There will be no successful attacks on U.S. airplanes or the TSA is not effective.

Knowing that there have been no successful attacks tells us nothing about whether the TSA is effective or not.

This is an incredibly important piece of formal logic to understand because it is almost always misused in common practice.

So the real relationship that Hawley is providing evidence to argue is this:

If there are no successful attacks on U.S. airplanes then the TSA is effective.

But this statement doesn’t mean what Hawley wants it to mean.  Given that there are no successful attacks on U.S. airplanes does mean that the TSA achieved its operational goal, but it does not tell us anything about whether the TSA’s actions contributed to that result or not because the causation is backwards.

It is equivalent to saying: “If I got an A on the test then I learned the material.”  Which is not necessarily true (you may have cheated or made lucky guesses).  The correct causation should be, “If I learned the material then I will have gotten an A on the test.”

In order for the test->learned form to tell us something meaningful about the consequent (the “then” part) we need additional criteria: “If I got an A on the test, and I did not cheat, and I did not make lucky guesses then I learned the material.”

[Updated 4/14 with more obvious example]
Another example would be to say I have a magic wand that causes things to fall to the ground when you let go of them.  I’m holding the wand, you let go of something, it falls to the ground.  So I posit, “If the object falls to the ground, then my wand works.”  Knowing that the object falls to the ground doesn’t really tell you anything about whether my magic wand had anything to do with it.  The stated purpose of the wand was achieved, but it had nothing to do with the wand.

The point being that in this reverse-causation form we have to account for all possible causes in the antecedent (the “if” part) in order to arrive at the consequent–an impossible task given the number of things that are unknowable regarding airplane security.

There may be no successful attacks on U.S. airplanes for many reasons and we would need to account for all of them before declaring the TSA effective.  A silly one is simply that there might be no U.S. airplanes (in which case there could be no attacks against them, successful or otherwise, regardless of the TSA’s efficacy).

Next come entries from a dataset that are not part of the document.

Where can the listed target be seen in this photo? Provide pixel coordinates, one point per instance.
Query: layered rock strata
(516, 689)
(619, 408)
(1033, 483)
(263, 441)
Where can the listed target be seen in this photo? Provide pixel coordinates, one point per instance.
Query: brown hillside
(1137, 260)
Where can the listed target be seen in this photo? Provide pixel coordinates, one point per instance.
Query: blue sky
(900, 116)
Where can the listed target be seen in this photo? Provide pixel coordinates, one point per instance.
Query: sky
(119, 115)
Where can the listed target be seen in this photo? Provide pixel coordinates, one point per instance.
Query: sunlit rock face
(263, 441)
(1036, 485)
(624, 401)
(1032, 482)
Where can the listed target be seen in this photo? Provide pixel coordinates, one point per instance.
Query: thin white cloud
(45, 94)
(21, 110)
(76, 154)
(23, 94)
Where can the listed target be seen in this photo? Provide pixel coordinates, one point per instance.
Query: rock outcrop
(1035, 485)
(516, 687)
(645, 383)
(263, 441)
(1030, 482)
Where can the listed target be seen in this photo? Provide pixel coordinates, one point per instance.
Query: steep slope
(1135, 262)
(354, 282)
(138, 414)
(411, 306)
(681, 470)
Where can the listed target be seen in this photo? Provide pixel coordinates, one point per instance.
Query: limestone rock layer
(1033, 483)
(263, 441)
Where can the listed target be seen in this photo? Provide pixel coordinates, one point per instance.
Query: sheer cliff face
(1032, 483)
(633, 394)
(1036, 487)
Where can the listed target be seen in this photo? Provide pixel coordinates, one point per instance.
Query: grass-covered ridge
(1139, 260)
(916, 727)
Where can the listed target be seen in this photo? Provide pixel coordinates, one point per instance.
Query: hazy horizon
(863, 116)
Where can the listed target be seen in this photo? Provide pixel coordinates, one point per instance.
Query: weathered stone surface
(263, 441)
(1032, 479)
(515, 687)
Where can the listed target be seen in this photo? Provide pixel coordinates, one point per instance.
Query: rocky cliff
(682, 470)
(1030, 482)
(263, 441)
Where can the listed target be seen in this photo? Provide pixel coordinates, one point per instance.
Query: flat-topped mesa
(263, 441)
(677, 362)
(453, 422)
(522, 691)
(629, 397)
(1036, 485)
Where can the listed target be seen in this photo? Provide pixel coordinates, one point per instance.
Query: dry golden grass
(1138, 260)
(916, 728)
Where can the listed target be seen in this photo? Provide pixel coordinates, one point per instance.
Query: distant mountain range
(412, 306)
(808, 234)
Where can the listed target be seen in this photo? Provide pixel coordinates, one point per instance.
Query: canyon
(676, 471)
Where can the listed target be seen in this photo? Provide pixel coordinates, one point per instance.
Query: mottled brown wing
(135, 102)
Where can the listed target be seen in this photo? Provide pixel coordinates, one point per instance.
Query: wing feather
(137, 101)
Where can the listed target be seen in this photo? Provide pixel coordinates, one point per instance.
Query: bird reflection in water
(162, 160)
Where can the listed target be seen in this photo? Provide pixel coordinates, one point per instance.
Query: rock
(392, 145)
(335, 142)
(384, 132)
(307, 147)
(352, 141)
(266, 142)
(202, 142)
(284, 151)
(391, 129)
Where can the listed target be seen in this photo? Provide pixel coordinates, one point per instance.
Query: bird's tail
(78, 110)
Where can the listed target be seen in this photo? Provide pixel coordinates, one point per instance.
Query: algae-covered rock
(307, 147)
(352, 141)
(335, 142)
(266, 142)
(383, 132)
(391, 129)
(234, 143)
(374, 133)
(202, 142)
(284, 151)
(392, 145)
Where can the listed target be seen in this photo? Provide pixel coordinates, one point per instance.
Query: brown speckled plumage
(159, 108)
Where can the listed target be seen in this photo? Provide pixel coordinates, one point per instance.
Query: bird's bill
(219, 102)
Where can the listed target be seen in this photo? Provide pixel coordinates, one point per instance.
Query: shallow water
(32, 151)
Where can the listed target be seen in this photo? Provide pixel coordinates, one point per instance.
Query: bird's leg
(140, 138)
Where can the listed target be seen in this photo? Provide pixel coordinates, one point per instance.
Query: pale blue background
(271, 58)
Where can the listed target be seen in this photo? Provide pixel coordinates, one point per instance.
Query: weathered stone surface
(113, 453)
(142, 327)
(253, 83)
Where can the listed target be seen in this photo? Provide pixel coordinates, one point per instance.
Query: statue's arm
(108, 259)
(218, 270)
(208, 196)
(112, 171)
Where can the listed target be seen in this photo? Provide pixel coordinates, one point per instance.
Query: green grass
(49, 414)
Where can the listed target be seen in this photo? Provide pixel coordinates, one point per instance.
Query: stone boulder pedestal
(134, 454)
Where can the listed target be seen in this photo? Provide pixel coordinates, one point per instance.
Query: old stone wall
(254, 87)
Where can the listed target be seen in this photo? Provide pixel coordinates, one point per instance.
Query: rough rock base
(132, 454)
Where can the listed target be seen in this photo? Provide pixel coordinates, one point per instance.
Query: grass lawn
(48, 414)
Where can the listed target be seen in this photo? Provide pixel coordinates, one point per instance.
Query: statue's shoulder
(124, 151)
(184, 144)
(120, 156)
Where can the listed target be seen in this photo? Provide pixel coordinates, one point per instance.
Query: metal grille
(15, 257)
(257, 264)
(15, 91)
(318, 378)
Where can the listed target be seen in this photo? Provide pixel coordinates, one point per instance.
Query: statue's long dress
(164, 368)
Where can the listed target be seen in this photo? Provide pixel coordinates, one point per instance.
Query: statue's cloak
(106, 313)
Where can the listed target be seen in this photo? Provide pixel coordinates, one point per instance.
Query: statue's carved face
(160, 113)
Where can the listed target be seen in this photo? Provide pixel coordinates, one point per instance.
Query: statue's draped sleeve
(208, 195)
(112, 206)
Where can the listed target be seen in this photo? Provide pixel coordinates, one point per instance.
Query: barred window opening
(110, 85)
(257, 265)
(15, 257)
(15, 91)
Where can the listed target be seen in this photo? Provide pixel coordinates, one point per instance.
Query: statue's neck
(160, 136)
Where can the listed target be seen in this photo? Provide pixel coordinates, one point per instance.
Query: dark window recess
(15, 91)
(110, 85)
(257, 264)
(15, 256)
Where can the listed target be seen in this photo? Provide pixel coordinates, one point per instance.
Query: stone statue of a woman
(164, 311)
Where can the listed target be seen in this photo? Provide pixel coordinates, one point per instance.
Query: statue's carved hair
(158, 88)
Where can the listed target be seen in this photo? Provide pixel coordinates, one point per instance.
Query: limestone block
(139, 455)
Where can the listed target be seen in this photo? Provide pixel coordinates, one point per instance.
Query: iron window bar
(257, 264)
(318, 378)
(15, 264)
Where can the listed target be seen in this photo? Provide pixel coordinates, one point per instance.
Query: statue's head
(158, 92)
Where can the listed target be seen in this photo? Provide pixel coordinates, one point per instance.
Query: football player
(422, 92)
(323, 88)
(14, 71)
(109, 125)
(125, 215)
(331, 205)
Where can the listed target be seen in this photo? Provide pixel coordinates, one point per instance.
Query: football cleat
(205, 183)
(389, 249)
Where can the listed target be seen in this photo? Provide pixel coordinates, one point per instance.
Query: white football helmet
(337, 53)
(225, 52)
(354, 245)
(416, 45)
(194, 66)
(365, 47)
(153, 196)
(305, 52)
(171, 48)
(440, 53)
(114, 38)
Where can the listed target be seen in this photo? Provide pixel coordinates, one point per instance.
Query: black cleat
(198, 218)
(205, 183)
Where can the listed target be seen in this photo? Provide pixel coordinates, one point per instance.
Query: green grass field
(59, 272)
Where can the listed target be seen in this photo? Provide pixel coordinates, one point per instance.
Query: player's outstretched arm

A serious reason could be that there is not anyone trying to attack.  And if we count the number of terrorists that the TSA has actually caught (zero), this is true.  If your argument is then that those who would attack were deterred from even trying, then the burden is on you to provide evidence that this has occurred.

My position remains that if terrorists were intent on blowing something up and decided that an airplane was too difficult they would not just give up and go home.  If the TSA is deterring terrorists from attacking airplanes then those same terrorists would be blowing up grocery stores, malls, schools, dams, airport security lines (like the terrorist attack in Russia in 2011), or any of thousands of other completely unprotected targets.

Bruce Schneier argued for the responsible action: Disassemble the TSA, return airport security to pre-9/11 levels, and divert the TSA’s budget to intelligence gathering, law enforcement, and emergency response.

Following this plan would provide greater protection for all targets with no meaningful reduction to the security of airplanes.  And, as a bonus, you would waste less time in airport security lines, have fewer Constitutional rights violated when traveling, and your ticket would cost less.